Archive for December, 2023

Dec 01 2023

Do We Have Free Will?

Published by under Neuroscience

Let’s dive head first into one of the internet’s most contentious questions – do we have true free will? This comes up not infrequently whenever I write here about neuroscience, most recently when I wrote about hunger circuitry, because the notion of the brain as a physical machine tends to challenge our illusion of complete free will. Debates tend to become heated, because it is truly challenging to wrap our meat brains around such an abstract question.

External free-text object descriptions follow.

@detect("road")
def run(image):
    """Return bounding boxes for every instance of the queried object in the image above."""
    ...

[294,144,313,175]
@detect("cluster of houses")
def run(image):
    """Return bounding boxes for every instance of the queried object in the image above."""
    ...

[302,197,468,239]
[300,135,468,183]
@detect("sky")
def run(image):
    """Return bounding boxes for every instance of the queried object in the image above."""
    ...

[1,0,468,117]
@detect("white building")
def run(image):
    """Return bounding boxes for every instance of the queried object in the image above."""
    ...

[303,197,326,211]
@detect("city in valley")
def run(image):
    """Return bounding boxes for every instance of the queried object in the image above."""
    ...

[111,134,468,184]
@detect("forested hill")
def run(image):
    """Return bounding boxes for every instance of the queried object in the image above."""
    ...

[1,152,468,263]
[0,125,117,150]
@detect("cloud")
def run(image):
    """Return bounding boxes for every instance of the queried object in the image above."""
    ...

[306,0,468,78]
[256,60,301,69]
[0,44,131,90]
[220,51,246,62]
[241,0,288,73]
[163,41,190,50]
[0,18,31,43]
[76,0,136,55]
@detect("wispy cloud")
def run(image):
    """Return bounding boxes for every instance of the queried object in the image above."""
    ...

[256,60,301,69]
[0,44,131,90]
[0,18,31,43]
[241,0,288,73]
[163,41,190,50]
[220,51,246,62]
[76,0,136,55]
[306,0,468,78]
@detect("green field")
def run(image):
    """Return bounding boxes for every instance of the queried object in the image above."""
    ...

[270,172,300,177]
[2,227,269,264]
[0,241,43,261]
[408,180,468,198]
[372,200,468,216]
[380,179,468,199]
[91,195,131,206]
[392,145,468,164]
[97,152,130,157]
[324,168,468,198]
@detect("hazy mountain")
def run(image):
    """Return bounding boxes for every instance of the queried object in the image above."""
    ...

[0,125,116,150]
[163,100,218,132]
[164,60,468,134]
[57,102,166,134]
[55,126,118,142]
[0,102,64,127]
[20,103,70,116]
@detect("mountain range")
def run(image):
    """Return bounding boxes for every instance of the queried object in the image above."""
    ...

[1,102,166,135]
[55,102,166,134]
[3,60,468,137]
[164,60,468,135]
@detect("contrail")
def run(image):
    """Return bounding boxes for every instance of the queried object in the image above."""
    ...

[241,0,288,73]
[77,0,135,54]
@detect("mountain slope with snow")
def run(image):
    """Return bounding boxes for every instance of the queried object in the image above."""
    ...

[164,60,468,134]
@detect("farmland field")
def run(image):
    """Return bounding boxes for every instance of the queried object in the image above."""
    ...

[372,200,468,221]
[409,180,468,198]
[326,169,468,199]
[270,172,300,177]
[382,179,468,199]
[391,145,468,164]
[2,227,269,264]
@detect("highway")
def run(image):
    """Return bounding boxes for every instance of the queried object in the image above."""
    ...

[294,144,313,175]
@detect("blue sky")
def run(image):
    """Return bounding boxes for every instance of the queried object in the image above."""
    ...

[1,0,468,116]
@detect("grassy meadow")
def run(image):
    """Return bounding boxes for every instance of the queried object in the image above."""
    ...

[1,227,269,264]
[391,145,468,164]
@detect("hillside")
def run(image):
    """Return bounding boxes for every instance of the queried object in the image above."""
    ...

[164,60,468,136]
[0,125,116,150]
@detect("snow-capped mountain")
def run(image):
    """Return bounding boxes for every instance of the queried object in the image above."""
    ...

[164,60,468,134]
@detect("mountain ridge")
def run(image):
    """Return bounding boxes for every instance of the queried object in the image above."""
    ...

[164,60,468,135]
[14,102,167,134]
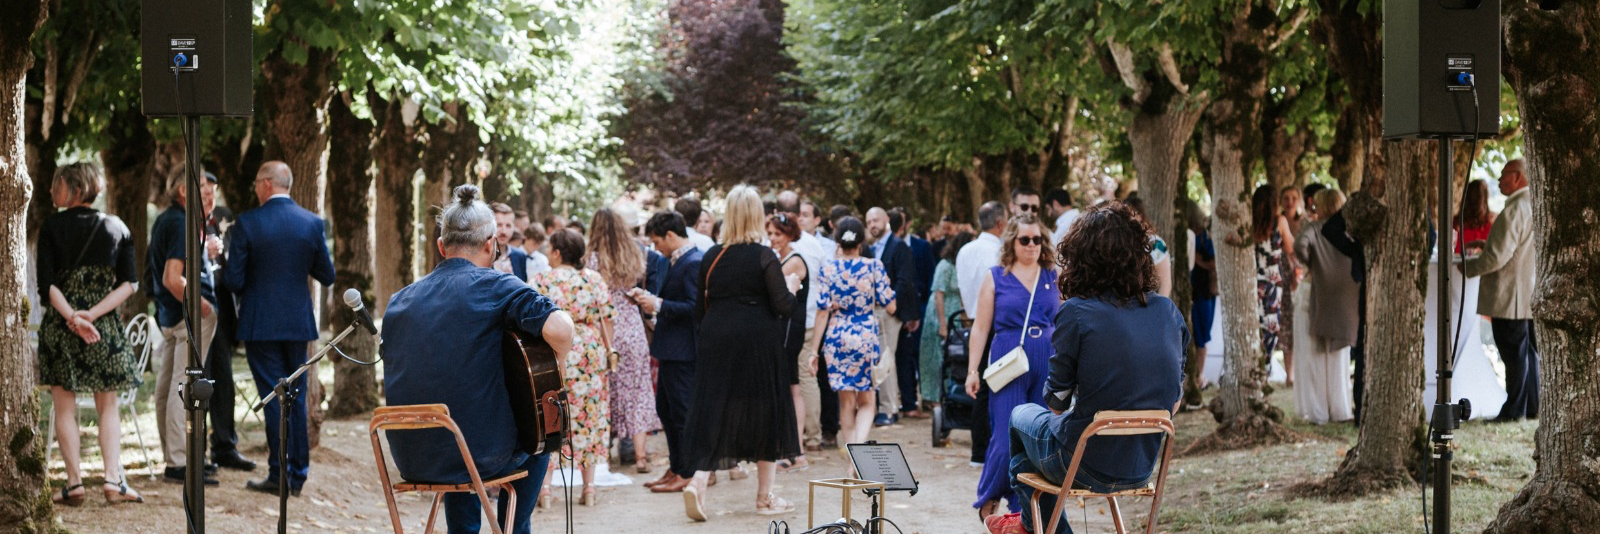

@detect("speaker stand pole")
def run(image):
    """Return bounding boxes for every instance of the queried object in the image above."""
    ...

[181,113,215,534]
[1430,136,1469,534]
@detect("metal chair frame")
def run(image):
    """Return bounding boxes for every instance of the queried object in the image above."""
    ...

[45,313,159,481]
[369,404,527,534]
[1017,409,1177,534]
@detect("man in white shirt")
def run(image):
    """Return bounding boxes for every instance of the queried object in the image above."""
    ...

[954,200,1006,465]
[1045,189,1079,246]
[778,191,828,449]
[798,199,837,258]
[676,197,715,252]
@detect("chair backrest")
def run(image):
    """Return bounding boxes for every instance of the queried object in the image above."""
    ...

[118,314,158,405]
[1088,410,1175,436]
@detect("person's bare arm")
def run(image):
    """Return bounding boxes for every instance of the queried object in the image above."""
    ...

[541,310,576,360]
[963,276,996,398]
[163,258,214,317]
[933,290,947,338]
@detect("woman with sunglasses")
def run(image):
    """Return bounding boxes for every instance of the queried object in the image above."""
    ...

[963,213,1060,520]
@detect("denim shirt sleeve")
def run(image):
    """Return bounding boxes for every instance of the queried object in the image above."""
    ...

[499,274,557,336]
[1046,300,1079,413]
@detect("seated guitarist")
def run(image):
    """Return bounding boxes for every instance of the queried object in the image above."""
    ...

[382,184,575,534]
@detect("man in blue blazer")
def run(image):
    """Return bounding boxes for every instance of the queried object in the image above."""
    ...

[891,208,935,417]
[225,161,336,496]
[631,212,702,493]
[491,203,530,282]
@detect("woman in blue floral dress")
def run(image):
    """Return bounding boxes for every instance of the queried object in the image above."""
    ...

[809,217,895,448]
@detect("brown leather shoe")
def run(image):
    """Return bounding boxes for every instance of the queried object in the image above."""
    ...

[645,472,678,489]
[651,474,691,493]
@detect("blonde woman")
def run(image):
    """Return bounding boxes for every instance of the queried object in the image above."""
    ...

[680,185,804,520]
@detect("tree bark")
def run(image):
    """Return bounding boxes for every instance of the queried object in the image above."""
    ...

[962,157,986,222]
[1186,1,1301,454]
[1312,0,1383,193]
[1302,140,1433,499]
[1262,92,1314,191]
[1486,3,1600,530]
[101,106,157,319]
[261,43,335,448]
[369,92,423,315]
[323,93,380,418]
[1,0,58,530]
[1129,99,1206,265]
[419,102,479,271]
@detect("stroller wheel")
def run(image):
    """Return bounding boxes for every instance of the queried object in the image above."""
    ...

[932,404,948,447]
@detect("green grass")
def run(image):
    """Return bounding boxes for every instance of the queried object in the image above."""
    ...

[1154,386,1535,533]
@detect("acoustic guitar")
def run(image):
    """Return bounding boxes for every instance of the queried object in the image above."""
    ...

[502,328,568,456]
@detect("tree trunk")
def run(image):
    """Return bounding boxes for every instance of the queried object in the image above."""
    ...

[962,157,986,222]
[1486,3,1600,530]
[1262,97,1313,192]
[323,93,380,418]
[1129,99,1206,265]
[261,44,335,448]
[1303,140,1433,498]
[208,117,265,213]
[419,103,479,272]
[369,92,423,315]
[102,106,157,319]
[1185,1,1301,454]
[1,0,57,529]
[1312,0,1383,193]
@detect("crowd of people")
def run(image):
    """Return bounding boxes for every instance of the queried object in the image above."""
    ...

[33,155,1539,534]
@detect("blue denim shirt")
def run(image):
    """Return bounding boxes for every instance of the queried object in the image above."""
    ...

[382,258,558,483]
[1046,293,1186,484]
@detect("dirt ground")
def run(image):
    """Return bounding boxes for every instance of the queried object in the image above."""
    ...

[50,409,1130,534]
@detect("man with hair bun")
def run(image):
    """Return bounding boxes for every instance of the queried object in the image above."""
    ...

[383,184,576,533]
[226,161,337,495]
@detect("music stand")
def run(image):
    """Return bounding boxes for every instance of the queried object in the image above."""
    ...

[845,441,918,534]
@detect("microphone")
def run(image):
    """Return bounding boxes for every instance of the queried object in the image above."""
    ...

[343,288,379,336]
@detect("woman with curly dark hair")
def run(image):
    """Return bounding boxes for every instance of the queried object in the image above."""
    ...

[1251,185,1296,384]
[984,202,1186,534]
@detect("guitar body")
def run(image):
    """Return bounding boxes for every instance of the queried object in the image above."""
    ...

[502,328,568,456]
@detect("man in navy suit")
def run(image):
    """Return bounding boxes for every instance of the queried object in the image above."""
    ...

[891,208,935,417]
[491,203,530,282]
[631,212,702,493]
[865,207,919,426]
[225,161,336,495]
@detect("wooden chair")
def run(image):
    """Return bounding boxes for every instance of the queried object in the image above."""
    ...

[369,404,529,534]
[1016,409,1176,534]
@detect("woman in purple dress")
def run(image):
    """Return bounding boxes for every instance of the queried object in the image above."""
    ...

[586,209,662,475]
[962,213,1060,519]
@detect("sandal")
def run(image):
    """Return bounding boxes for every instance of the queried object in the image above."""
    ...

[756,493,796,516]
[776,457,811,474]
[53,484,86,507]
[538,484,553,509]
[977,499,999,520]
[580,486,598,507]
[683,479,708,522]
[635,453,652,474]
[728,464,749,481]
[102,480,144,504]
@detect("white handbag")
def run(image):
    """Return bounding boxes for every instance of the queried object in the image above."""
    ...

[982,270,1040,392]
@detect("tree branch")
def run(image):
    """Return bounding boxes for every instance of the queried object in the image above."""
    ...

[1270,7,1311,52]
[1106,38,1151,103]
[1158,43,1190,95]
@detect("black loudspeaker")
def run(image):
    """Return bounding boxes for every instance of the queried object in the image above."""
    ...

[140,0,253,117]
[1383,0,1501,139]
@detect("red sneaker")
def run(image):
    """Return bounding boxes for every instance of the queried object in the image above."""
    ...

[984,512,1027,534]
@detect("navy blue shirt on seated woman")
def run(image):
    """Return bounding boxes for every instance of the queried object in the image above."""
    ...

[1044,292,1186,484]
[382,258,560,484]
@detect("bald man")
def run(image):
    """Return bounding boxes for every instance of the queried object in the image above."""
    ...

[864,207,918,426]
[225,161,336,495]
[1463,159,1539,421]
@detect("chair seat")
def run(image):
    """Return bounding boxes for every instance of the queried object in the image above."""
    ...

[393,470,528,493]
[1017,473,1156,497]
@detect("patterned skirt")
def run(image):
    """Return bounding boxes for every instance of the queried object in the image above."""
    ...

[38,266,137,392]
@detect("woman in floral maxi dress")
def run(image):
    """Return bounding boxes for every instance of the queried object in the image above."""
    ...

[531,229,616,506]
[586,208,661,475]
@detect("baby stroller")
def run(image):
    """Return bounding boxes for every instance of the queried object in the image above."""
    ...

[932,311,978,447]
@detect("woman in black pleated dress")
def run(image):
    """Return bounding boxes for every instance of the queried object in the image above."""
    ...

[681,185,803,521]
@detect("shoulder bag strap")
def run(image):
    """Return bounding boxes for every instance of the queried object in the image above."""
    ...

[702,246,730,305]
[70,214,106,273]
[1017,269,1038,346]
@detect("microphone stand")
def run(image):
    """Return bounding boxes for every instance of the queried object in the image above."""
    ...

[250,324,360,534]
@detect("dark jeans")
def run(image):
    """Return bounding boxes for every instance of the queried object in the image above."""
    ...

[1351,287,1366,424]
[246,340,311,487]
[1009,405,1151,534]
[206,333,239,458]
[971,330,995,464]
[1491,318,1540,420]
[656,359,695,477]
[818,364,839,436]
[897,325,921,411]
[443,452,550,534]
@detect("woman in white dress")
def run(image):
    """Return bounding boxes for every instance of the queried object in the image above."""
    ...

[1291,189,1357,423]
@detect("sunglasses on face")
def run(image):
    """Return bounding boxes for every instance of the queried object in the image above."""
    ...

[1016,204,1038,213]
[1014,236,1045,246]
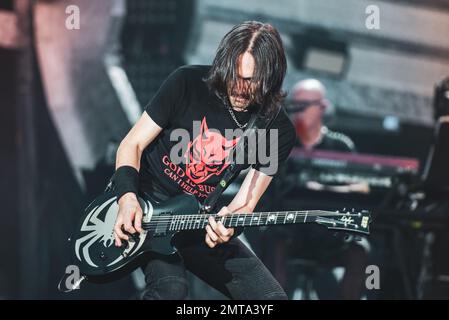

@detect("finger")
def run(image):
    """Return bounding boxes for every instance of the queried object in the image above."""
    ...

I always find the discussion to be enlightening, however. In the most recent discussion I detect that some commenters are using the term “free will” differently than others. Precisely (operationally) defining terms is always critical in such discussions, so I wanted to break down what I feel are the three definitions or levels of free will that we are dealing with. It seems to me that there is a superficial level, a neurological level, and a metaphysical level to free will. Language fails us here because we have only one term to refer to these very different things (at least colloquially – philosophers probably have lots of highly precise technical terms).

At the most superficial level we do make decisions, and some people consider this free will. To be clear, I am not aware of any serious thinker or philosopher who holds that we do not make decisions. There is a deeper discussion about the mechanisms of those decisions, but we do make them, we are consciously aware of them, and we can act on them. From this perspective, people are agents, and are accountable to the choices they make.